New York, May 7, 2014—Bernard E. Harcourt, one of the nation’s leading scholars of social and political thought, critical theory, the political economy of punishment, and penal law and procedure, will join the Columbia Law School faculty from The University of Chicago on July 1.
Harcourt was the Stephen and Barbara Friedman Visiting Professor of Law at Columbia Law School for the 2013-2014 academic year, teaching Criminal Law
and Liberal Democracies in an Age of Security
. His recent work includes pioneering empirical research on asylums and prisons that has rigorously refocused attention on the complex relationship between the institutions. In 2014, he and a team of scholars launched an innovative project investigating the nature of the state and its interactions with citizens in a world of increasing interconnectivity, surveillance, privatization, and globalization. Harcourt’s work on the project, “The State as History and Theory,” focuses on the “carceral state” emerging from our domestic security practices and apparatuses, and the tension between mass incarceration and economic liberalism.
|Visiting Professor Bernard E. Harcourt will join the Columbia Law School faculty July 1.|
In The Illusion of Free Markets: Punishment and the Myth of Natural Order (Harvard University Press 2011), Harcourt explores similar issues, tracing the historical link between the ideals of limited government intervention in economics and the belief in the government’s competence and legitimacy in policing and punishing.
Harcourt is also the author of Occupy: Three Inquiries in Disobedience (with W. J. T. Mitchell and Michael Taussig, University of Chicago Press 2013); Against Prediction: Profiling, Policing, and Punishing in an Actuarial Age (University of Chicago Press 2007), which won the Gordon J. Laing Prize; Language of the Gun: Youth, Crime, and Public Policy (University of Chicago Press 2005); and Illusion of Order: The False Promise of Broken-Windows Policing (Harvard University Press 2001).

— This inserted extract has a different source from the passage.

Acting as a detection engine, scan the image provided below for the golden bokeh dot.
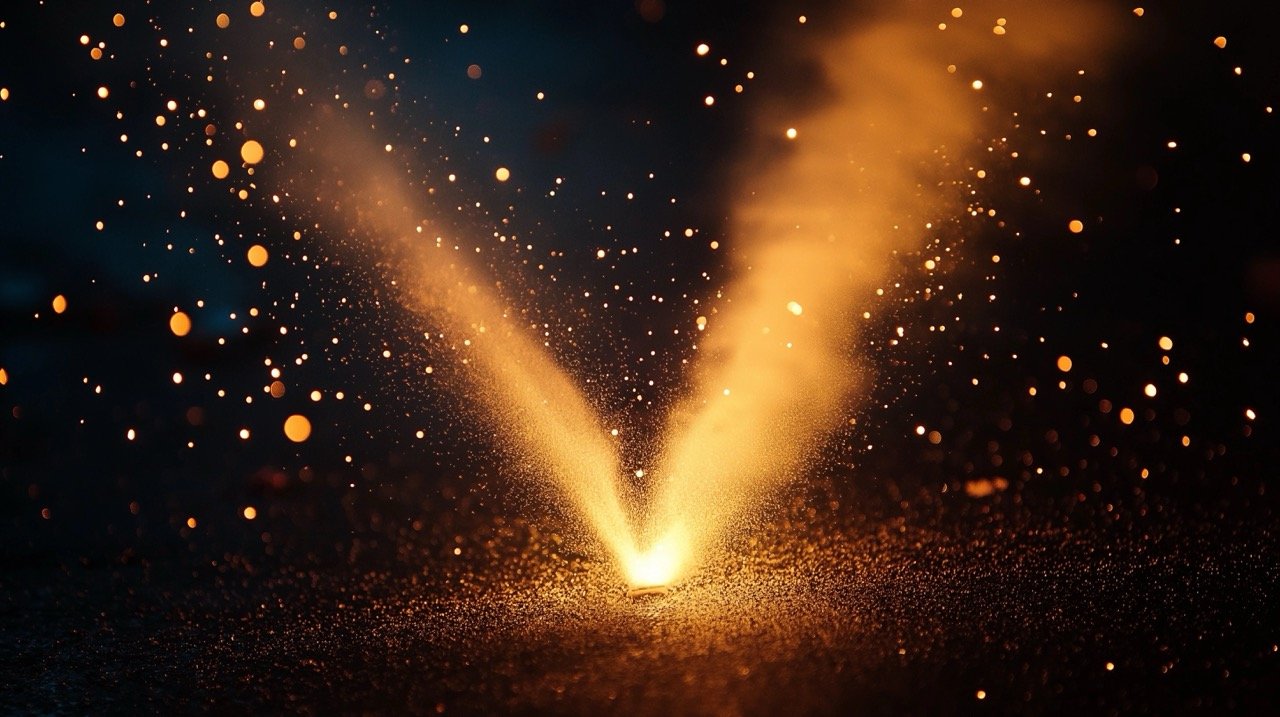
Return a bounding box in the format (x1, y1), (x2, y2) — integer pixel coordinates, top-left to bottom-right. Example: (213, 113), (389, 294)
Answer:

In 2013, Harcourt edited the French edition of the 1973 lectures delivered by the French philosopher Michel Foucault at the Collège de France, La société punitive (Gallimard), and he co-edited and annotated English and French versions of Foucault’s 1981 lectures Mal faire, dire vrai: Fonction de l’aveu en justice (Wrong-Doing, Truth Telling: The Function of Avowal in Justice (University of Chicago Press 2014). Harcourt is currently working with others to edit Foucault’s 1972 lectures, Théories et institutions pénales (Gallimard forthcoming).
This past year, Harcourt was elected to a chair at the École des Hautes Études en Sciences Sociales in Paris, Europe’s leading social science institution. He serves as a directeur d’études at EHESS where he holds an appointment as professor. At Chicago, Harcourt was the Julius Kreeger Professor of Law and Political Science and former chairman of the Department of Political Science.
Harcourt earned his bachelor's degree in political science at Princeton University, his law degree at Harvard Law School, and his Ph.D. in political science at Harvard University. After law school, he clerked for the Hon. Charles S. Haight Jr. of the U.S. District Court for the Southern District of New York and then worked as an attorney at the Equal Justice Initiative in Montgomery, Alabama, representing death row inmates. In September 2013, the U.S. Court of Appeals for the Eleventh Circuit in Atlanta appointed Harcourt as counsel for an Alabama inmate who has been on death row for 26 years. Harcourt recently won a certificate of appealability for his death row client and just filed an appellate brief with the Eleventh Circuit.
Harcourt also has served on human rights missions in South Africa and Guatemala and has taught at Harvard Law School, New York University Law School, Université Paris X–Nanterre, Université Paris Sud, and Université Paul Cézanne Aix-Marseille III. He was previously on the faculty at the University of Arizona.